KTM-Krise: MV Agusta steht vor dem Verkauf

Moto2-WM: Delikate Suche nach neuen Technik-Lösungen

Von Günther Wiesinger
Kalex-Maschine des Pons-Teams mit Honda-Einheitsmotor: Was kommt 2019?

Kalex-Maschine des Pons-Teams mit Honda-Einheitsmotor: Was kommt 2019?

Wird es in der Moto2-WM auch 2019 noch Einheitsmotoren geben? Wenn ja, wer baut sie? Es müssen viele Faktoren berücksichtigt werden. Klar ist: Die Motoen sollen stärker und fortschrittlicher werden.

Noch hat die Moto2-Rennsaison 2016 nicht begonnen. Und noch sind drei komplette Jahre mit den CBR-600RR-Einheitsmotoren von Honda zu absolvieren, denn der Vertrag zwischen Dorna und Honda wurde im März 2015 um drei Jahre verlängert.

Trotzdem wird schon heftig über die Motoren-Technologie und die technischen Vorschriften für die Saison 2019 diskutiert.

Kein Wunder: Ende des Jahres muss ein Grundgerüst für 2019 festgelegt sein, denn die Zeichnung, Planung, Konstruktion du Fertigung neuer Motoren dauert mehr als eineinhalb Jahre.
Die grosse Frage: Sollen

Wir haben in den letzten Wochen mit einigen Beteiligten und Experten gesprochen, mit Jürgen Lingg (Intact), Aki Ajo (sein Team gewann die WM 2015 mit Zarco), Michael Bartholemy (Marc VDS), Luca Montiron (er betrieb jahrelang das JiR-Team) sowie Hervé Poncharal (Tech3) und vielen anderen.

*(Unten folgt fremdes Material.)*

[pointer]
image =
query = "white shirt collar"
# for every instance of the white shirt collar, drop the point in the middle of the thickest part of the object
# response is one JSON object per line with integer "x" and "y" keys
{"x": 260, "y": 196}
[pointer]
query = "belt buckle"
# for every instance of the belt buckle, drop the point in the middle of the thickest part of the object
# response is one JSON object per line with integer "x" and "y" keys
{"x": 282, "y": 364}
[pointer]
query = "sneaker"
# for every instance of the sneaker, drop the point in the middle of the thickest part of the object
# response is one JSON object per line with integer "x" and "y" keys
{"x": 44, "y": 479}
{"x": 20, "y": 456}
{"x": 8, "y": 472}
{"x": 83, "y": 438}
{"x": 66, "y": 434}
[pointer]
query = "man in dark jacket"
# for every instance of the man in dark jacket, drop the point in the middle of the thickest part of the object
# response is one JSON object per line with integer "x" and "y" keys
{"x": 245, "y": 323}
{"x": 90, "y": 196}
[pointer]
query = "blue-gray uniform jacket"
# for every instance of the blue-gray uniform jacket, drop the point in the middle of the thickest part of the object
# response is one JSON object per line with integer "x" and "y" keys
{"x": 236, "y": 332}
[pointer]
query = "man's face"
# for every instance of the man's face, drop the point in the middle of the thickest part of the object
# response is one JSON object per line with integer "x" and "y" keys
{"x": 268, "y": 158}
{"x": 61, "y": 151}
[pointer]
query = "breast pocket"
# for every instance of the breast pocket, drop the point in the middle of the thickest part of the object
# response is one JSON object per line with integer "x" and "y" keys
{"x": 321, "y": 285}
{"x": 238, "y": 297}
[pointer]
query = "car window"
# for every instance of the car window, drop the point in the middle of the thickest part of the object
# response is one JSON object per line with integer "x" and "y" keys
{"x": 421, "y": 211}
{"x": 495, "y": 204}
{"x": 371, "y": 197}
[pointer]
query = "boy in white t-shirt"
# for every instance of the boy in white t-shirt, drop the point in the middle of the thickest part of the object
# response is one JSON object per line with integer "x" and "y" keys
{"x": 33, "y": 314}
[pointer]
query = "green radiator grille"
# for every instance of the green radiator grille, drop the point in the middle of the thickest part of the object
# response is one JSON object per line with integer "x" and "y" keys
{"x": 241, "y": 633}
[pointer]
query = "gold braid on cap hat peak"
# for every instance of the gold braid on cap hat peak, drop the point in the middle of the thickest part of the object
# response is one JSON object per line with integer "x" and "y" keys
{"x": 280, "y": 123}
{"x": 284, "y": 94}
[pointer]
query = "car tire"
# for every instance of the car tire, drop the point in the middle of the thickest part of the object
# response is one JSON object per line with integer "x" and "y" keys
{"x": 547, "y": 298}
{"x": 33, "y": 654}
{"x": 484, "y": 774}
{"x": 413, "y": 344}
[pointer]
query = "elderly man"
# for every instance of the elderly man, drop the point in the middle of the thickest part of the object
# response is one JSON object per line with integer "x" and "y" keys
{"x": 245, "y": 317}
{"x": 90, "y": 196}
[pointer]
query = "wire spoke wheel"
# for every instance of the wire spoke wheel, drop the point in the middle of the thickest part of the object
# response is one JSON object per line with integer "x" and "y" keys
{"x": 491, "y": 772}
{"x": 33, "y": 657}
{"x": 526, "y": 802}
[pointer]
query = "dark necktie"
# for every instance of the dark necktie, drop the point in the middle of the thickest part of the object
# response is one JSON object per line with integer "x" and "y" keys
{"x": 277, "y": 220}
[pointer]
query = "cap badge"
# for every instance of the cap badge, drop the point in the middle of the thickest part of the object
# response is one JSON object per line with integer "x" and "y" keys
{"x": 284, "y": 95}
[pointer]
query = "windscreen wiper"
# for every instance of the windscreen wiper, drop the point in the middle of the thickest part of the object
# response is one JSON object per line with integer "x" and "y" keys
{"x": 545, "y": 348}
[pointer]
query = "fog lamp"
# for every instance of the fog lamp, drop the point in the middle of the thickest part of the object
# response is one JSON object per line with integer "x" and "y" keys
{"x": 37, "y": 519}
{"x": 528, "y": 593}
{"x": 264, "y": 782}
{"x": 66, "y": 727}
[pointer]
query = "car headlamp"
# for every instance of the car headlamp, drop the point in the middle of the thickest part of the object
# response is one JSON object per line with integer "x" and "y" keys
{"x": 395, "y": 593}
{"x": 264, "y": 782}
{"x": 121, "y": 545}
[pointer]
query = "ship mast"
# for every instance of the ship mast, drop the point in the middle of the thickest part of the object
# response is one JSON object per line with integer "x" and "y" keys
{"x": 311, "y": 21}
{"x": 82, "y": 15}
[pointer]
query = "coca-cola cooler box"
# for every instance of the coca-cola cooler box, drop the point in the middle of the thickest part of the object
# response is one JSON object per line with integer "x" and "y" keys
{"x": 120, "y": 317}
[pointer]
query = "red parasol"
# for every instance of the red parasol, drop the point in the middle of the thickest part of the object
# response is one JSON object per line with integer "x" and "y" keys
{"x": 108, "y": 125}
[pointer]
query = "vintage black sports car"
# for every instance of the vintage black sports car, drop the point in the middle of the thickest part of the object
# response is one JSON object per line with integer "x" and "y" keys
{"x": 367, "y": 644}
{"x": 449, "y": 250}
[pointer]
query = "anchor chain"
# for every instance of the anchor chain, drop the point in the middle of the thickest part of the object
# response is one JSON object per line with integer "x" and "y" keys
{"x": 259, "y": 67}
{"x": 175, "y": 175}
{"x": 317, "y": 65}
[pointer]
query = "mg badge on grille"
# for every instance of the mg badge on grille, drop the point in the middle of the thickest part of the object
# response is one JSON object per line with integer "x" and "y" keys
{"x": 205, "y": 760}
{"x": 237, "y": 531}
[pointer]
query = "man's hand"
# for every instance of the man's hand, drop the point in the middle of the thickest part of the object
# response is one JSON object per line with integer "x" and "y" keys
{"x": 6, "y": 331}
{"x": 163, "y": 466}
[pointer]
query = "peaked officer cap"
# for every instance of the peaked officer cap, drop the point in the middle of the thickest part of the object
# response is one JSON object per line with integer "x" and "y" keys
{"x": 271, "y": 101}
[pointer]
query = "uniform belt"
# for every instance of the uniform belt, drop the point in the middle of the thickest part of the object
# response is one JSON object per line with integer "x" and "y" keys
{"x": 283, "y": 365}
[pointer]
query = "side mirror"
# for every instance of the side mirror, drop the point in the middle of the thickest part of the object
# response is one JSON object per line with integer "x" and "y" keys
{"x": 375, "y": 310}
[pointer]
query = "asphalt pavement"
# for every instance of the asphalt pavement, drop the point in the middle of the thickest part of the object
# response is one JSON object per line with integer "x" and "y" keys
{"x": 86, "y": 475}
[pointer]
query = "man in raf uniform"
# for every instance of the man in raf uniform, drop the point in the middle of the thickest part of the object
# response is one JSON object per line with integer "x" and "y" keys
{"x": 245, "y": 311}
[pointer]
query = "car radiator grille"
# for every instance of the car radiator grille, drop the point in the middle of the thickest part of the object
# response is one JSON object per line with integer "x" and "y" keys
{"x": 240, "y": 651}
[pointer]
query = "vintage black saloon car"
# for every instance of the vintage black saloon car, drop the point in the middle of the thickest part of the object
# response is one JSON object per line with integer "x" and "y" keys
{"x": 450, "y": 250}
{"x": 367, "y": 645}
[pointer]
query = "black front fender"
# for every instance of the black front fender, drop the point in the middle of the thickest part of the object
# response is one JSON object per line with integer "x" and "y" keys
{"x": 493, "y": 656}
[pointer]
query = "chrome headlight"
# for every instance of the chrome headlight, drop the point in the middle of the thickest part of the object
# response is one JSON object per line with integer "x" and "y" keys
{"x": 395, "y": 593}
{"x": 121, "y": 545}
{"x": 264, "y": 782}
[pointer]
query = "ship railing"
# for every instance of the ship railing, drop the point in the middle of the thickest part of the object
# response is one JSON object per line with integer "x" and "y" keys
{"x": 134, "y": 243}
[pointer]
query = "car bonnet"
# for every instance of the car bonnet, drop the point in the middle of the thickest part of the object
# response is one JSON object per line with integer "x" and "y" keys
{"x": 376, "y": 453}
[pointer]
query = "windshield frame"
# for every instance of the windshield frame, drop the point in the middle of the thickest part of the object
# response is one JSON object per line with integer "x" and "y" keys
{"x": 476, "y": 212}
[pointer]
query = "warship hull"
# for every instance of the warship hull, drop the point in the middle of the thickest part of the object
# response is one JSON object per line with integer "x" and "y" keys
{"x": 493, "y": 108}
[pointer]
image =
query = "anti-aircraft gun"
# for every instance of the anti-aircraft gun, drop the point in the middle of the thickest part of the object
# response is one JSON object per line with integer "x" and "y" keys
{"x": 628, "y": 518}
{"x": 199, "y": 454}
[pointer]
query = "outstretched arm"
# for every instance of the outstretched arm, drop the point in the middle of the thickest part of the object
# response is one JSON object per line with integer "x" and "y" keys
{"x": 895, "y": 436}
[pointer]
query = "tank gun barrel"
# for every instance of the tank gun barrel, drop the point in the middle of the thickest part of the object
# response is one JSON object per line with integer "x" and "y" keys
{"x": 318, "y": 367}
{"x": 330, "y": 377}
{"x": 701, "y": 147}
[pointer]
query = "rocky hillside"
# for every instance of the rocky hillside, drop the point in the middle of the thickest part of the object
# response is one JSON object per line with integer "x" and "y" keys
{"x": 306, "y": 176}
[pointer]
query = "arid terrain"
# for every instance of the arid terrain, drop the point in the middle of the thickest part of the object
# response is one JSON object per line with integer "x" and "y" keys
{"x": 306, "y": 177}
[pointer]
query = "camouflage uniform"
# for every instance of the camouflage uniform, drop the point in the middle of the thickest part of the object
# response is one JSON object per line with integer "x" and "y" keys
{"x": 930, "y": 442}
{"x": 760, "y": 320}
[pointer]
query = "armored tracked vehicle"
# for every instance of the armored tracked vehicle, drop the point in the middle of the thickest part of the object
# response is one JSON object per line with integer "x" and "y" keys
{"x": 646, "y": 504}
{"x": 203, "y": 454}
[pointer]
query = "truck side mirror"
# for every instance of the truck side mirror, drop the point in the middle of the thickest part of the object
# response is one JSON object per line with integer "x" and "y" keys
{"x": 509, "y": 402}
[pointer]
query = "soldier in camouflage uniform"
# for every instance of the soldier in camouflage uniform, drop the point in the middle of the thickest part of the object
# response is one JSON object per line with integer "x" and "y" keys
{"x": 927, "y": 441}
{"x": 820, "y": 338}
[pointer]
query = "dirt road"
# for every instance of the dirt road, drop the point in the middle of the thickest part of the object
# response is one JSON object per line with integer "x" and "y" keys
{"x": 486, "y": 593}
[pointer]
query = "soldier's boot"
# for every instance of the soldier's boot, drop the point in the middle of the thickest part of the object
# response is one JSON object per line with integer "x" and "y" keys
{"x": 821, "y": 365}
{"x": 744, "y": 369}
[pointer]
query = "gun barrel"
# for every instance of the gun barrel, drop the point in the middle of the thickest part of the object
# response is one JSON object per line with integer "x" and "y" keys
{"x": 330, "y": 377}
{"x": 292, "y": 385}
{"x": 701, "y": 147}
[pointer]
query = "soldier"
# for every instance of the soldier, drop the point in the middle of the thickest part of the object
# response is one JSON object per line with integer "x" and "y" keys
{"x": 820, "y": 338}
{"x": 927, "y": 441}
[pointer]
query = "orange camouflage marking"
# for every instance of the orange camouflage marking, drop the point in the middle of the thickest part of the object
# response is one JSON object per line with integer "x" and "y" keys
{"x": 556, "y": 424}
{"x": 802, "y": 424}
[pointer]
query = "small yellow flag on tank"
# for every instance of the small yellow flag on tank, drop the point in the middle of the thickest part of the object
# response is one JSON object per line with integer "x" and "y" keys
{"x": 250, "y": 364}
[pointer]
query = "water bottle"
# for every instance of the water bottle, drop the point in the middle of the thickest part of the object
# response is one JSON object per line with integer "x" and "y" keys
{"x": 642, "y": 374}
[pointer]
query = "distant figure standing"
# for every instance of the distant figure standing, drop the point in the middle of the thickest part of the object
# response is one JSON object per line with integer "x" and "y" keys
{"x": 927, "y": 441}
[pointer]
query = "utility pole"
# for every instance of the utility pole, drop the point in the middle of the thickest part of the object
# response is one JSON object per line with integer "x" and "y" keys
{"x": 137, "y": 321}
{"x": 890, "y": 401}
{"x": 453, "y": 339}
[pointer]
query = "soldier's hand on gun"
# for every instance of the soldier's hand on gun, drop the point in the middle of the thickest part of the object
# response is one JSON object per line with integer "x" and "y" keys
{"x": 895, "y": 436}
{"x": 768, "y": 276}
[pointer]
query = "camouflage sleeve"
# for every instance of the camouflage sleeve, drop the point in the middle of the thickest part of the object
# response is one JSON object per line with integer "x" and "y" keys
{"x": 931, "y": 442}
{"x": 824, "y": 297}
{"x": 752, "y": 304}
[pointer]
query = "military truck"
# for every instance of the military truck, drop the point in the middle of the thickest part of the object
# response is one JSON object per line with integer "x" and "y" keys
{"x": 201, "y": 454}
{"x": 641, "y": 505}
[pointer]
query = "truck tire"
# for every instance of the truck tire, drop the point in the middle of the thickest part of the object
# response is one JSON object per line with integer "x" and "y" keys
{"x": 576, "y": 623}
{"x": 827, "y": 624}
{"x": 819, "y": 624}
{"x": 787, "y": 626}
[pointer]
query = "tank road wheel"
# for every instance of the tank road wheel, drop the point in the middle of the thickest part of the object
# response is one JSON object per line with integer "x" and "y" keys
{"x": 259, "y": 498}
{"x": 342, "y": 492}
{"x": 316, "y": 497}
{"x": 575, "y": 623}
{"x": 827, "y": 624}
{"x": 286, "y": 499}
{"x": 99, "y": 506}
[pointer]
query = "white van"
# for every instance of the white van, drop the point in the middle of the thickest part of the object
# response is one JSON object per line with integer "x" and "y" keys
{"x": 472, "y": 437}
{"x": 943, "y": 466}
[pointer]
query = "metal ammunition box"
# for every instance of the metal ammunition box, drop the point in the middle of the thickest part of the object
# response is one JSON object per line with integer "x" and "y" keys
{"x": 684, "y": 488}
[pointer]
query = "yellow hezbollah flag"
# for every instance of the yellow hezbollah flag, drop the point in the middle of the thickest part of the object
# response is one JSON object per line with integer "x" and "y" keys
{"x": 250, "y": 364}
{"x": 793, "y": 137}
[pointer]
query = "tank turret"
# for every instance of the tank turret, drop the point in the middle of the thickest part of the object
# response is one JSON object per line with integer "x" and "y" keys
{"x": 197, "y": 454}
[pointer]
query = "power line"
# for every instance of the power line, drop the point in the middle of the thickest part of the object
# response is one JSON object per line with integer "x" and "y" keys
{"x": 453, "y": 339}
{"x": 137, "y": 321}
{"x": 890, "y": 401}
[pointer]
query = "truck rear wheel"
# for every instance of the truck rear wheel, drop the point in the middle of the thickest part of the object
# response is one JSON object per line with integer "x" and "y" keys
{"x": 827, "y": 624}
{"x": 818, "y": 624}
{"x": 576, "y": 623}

Ein klarer Konsens besteht bisher nicht. Es könnte sich aber eine Mehrheit für eine Beibehaltung der Einheitsmotoren abzeichnen. Denn sie entlasten die Budgets der Teams und vergrössern die Chancengleichheit.

Es wird aber auch die Forderung nach Wettbewerb laut. Wenn in der Moto3-WM verschiedene Hersteller wie Honda, KTM, Mahindra und Peugeot unter akzeptablen Kosten wetteifern, sollte so ein Reglement auch in der Moto2-Klasse durchsetzbar sein, immerhin gilt sie als unmittelbares Sprungbrett für die MotoGP-Kategorie.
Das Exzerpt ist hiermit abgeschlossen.